The code chunk below demonstrates how to create a customized TxDB package form GTF file, specifically called hg38.HomoSapiens.Gencode.v35, tailored to our bioinformatics analysis.

The steps include:

  1. Transform the downloaded Gencode v35 GTF file into a GRange instance
  2. Convert the GRange instance into a TxDB package
  3. (Optional) Include the gene annotation (gene_name, gene_type, gene_ID, and gene_type) as a DataFrame instance in the data folder in the package. This step not necessary if building an Ensembl DB package (EnsDb)
library(rtracklayer)
library(GenomicFeatures)

## Define the destination and package name of your TxDB package
pkg_name <- "hg38.HomoSapiens.Gencode.v35"
dest_dir <- "/fh/fast/tapscott_s/CompBio/hg38"

## Where is my GTF file
gtf_file <- "/fh/fast/tapscott_s/CompBio/genome_reference/GRCh38/Annotation/gencode.v35.annotation.gtf"

## Import the GTF file into a GRange instance
gencode <- rtracklayer::import.gff(gtf_file)

## Define metadata: version, source, and etc.
organism <- "human"
release <- "v35"
dataSource <- paste0("ftp://ftp.sanger.ac.uk/pub/gencode/Gencode_",
                     organism, "/", release)
metadata <- data.frame(
  name=c("Organism", "Resource URL", "Resource GTF file",
         "Taxonomy ID", "miRBase build ID", "Data source"),
  value=c("Homo sapiens", dataSource, gtf_file, NA, NA, dataSource))

## Prepare the metadata
metadata <- GenomicFeatures:::.prepareGFFMetadata(gtf_file, dataSource,
                                                  organism="Homo sapiens")

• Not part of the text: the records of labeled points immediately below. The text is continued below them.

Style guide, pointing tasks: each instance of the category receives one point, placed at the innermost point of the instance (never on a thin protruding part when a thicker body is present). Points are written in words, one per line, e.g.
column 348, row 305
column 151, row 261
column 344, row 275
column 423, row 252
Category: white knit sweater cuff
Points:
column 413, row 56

## Combine the GRange instance and metadata into a TxDB instance
txdb <- GenomicFeatures:::makeTxDbFromGRanges(gr=gencode,
                                              metadata=metadata)

## Build a TxDb package
makeTxDbPackage(txdb, version="4.2.2", author="Chao-Jen Wong",
                pkgname=pkg_name, destDir=dest_dir, license="Artistic-2.0",
                provider="Gencode", providerVersion=release,
                maintainer="Chao-Jen Wong <cwon2@fredhutch.org>")

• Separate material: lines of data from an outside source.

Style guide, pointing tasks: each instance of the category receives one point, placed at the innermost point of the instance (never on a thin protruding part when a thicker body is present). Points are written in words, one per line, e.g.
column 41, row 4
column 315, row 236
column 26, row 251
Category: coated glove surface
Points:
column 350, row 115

1.4.2 Build EnsDb package using AnnotationHub

In retrospect, I would use AnnotationHub() and GenomicFeatures::makeEnsembldbPackage() to make an EnsDB package instead of TxDB because EnsDB has slots/functions to retrieve the gene information. Below is an example:

#'
#' EnsDb.Hsapiens.v92: 
#'
library(AnnotationHub)
library(GenomicFeatures)
ah <- AnnotationHub()
query(ah, c("hsapiens"))
edb <- ah[["AH60977"]]
seqlevelsStyle(edb) <- "NCBI"
makeEnsembldbPackage(ensdb=dbfile(dbconn(edb)), version="1.0.0",
                     maintainer="Chao-Jen Wong <cwon2@fredhutch.org>",
                     author="Chao-Jen Wong",
                     destDir="/fh/fast//tapscott_s/CompBio/hg38")

1.5 Additional scripts

The scripts directory contains the R code and shell scripts performing preprocessing and bioinformatics analysis for the manuscripts.